Microsoft SQL servers are succumbing to FARGO ransomware, security researchers at AhnLab Security Emergency Response Center (ASEC) have warned.
Cybersecurity researchers from AhnLab Security say that the newly detected malware variant is an imposter of a past variant named GlobelImposter and starts circulating after Cobalt Strike Beacons are dropped onto the victim machines.
According to ASEC’s security experts, Fargo is one of the most dangerous and popular forms of ransomware among attackers of Microsoft SQL servers. The ransomware variant is also known as Mallox, as it tends to attach the .mallox extension during file encryption.
The ransomware encrypts the data located on the victim’s computer using a combination of ChaCha20, AES-128, and Curve25519 algorithms. It then displays a message that demands payment in Bitcoin to decrypt the data.
FARGO ransomware is injected into a Windows process called AppLaunch[.]exe, in which it tries deleting some registry keys and ends other database tasks. It also deactivates recovery with a command.

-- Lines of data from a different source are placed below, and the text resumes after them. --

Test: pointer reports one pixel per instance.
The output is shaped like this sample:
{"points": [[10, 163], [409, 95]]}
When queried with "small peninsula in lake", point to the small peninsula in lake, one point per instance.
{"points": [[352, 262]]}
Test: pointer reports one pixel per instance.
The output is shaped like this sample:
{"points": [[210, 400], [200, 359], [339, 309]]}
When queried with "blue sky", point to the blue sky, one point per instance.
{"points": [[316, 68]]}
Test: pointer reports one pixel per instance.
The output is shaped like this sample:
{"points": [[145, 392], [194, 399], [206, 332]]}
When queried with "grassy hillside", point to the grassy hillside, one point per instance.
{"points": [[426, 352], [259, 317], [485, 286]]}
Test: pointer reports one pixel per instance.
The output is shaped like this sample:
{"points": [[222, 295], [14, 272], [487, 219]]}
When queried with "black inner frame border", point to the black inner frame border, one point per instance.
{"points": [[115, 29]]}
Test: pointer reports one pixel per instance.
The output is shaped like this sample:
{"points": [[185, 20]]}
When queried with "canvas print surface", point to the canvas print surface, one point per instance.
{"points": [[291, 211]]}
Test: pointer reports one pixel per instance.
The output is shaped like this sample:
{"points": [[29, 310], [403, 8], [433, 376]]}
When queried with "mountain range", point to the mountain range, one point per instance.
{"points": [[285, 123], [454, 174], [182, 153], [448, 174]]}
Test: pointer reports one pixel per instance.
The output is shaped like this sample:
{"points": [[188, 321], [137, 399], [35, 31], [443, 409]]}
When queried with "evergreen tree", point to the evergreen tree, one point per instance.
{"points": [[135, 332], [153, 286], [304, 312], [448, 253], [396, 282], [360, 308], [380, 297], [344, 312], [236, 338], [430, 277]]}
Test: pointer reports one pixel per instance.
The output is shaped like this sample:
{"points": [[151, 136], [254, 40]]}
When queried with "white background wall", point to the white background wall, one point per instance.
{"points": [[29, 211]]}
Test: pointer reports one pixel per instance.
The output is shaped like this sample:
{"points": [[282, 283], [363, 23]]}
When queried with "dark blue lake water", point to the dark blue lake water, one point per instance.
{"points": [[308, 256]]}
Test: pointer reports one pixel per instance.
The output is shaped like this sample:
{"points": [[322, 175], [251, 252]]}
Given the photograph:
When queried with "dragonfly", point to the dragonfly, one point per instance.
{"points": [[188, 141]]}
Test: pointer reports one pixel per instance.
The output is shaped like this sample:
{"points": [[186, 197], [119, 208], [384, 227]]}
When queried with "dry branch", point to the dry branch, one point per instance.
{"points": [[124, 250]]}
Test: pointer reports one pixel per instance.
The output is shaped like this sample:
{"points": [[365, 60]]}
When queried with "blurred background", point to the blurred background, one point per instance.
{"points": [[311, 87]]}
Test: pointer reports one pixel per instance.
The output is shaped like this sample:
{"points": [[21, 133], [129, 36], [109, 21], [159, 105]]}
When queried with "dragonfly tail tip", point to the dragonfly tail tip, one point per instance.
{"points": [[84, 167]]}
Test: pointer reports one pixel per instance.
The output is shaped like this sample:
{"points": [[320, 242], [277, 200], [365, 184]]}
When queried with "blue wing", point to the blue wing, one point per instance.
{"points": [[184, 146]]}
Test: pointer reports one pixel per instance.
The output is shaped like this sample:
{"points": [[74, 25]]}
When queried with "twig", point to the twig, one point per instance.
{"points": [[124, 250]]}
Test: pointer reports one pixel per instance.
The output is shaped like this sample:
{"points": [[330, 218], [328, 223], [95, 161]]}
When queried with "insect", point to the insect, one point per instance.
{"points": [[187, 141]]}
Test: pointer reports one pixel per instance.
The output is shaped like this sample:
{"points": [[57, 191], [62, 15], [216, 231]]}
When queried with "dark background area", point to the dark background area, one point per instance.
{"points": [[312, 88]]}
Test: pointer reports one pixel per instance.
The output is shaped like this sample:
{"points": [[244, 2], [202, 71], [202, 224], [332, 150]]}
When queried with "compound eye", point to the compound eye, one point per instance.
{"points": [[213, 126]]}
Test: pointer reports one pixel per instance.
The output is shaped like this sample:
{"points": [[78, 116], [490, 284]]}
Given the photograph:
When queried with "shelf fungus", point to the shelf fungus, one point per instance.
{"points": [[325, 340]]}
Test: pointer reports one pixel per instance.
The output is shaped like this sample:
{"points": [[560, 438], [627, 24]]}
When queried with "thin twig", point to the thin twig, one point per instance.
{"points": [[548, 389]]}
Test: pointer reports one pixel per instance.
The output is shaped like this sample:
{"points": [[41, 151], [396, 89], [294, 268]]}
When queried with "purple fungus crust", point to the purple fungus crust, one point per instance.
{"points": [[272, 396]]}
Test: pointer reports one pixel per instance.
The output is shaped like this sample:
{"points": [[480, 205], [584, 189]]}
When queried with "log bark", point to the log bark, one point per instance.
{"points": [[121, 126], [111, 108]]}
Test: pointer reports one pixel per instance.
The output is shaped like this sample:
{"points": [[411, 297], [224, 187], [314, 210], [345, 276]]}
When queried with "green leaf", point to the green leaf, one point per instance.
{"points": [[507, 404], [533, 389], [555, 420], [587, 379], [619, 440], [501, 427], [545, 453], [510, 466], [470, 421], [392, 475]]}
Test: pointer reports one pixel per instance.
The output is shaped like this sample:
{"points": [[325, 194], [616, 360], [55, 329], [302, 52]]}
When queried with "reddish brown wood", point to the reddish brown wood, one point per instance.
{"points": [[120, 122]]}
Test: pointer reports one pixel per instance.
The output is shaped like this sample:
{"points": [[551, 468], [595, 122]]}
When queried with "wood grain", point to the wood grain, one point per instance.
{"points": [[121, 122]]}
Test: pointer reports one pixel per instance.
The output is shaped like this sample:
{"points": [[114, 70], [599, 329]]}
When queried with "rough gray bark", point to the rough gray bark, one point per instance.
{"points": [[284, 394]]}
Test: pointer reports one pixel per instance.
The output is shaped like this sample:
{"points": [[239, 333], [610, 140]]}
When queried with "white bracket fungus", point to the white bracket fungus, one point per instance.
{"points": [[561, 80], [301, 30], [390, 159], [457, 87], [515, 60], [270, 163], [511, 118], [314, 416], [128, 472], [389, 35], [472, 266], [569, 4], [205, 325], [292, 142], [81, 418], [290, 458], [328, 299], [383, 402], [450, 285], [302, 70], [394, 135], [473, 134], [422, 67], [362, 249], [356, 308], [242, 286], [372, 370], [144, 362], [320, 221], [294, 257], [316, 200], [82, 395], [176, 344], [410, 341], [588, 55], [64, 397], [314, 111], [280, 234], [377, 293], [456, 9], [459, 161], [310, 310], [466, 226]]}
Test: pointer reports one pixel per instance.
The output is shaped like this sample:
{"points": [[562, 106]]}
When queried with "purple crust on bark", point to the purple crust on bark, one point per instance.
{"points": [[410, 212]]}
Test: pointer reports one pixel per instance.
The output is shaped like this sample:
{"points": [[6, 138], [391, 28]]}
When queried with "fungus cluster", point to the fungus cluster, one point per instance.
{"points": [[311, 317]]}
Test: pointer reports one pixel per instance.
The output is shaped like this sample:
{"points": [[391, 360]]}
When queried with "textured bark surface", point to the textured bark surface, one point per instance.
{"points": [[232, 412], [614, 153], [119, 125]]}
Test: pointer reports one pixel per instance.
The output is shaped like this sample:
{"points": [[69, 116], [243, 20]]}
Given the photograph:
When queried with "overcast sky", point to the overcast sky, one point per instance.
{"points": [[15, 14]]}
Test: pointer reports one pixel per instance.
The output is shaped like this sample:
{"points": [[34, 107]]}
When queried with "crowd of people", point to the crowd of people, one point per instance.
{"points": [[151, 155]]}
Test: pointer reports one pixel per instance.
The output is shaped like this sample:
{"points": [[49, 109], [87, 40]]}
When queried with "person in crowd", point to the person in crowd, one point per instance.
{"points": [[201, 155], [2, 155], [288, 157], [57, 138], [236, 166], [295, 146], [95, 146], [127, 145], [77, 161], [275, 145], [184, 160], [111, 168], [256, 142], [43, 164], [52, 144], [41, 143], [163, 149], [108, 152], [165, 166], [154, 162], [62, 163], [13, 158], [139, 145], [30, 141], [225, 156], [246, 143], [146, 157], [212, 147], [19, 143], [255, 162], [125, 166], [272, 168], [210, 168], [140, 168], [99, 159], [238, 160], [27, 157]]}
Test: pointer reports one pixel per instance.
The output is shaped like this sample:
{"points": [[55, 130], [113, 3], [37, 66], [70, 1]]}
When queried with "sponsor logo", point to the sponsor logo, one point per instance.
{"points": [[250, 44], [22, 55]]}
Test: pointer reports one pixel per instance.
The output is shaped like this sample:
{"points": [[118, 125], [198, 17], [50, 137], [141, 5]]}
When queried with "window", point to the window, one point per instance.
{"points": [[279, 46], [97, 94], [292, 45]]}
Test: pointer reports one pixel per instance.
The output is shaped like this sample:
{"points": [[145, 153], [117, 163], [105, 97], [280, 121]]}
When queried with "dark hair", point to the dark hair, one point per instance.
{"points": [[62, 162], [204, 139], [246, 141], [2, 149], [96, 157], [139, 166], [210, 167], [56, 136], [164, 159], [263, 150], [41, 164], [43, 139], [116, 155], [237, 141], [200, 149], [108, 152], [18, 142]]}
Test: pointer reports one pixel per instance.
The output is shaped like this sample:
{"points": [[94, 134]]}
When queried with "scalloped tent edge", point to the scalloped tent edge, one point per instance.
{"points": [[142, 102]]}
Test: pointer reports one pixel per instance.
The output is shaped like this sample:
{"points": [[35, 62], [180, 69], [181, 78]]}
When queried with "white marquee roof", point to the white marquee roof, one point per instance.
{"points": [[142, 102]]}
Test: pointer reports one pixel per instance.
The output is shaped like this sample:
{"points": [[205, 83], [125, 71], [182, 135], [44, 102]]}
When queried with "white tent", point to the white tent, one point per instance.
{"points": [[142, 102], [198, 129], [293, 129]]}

After this, the cybercriminals will rename the encrypted files using the .Fargo3 extension (e.g., OriginalFileName.FileExtension.Fargo3), while the ransom note generated by the malware will appear using the file name “RECOVERY FILES.txt.” In the message, the victims will see threats of getting their system’s file permanently deleted if they use third-party software to resolve it on their own.
Additionally, cybercriminals say they would publish the data in the public domain if the victims refuse to pay the ransom.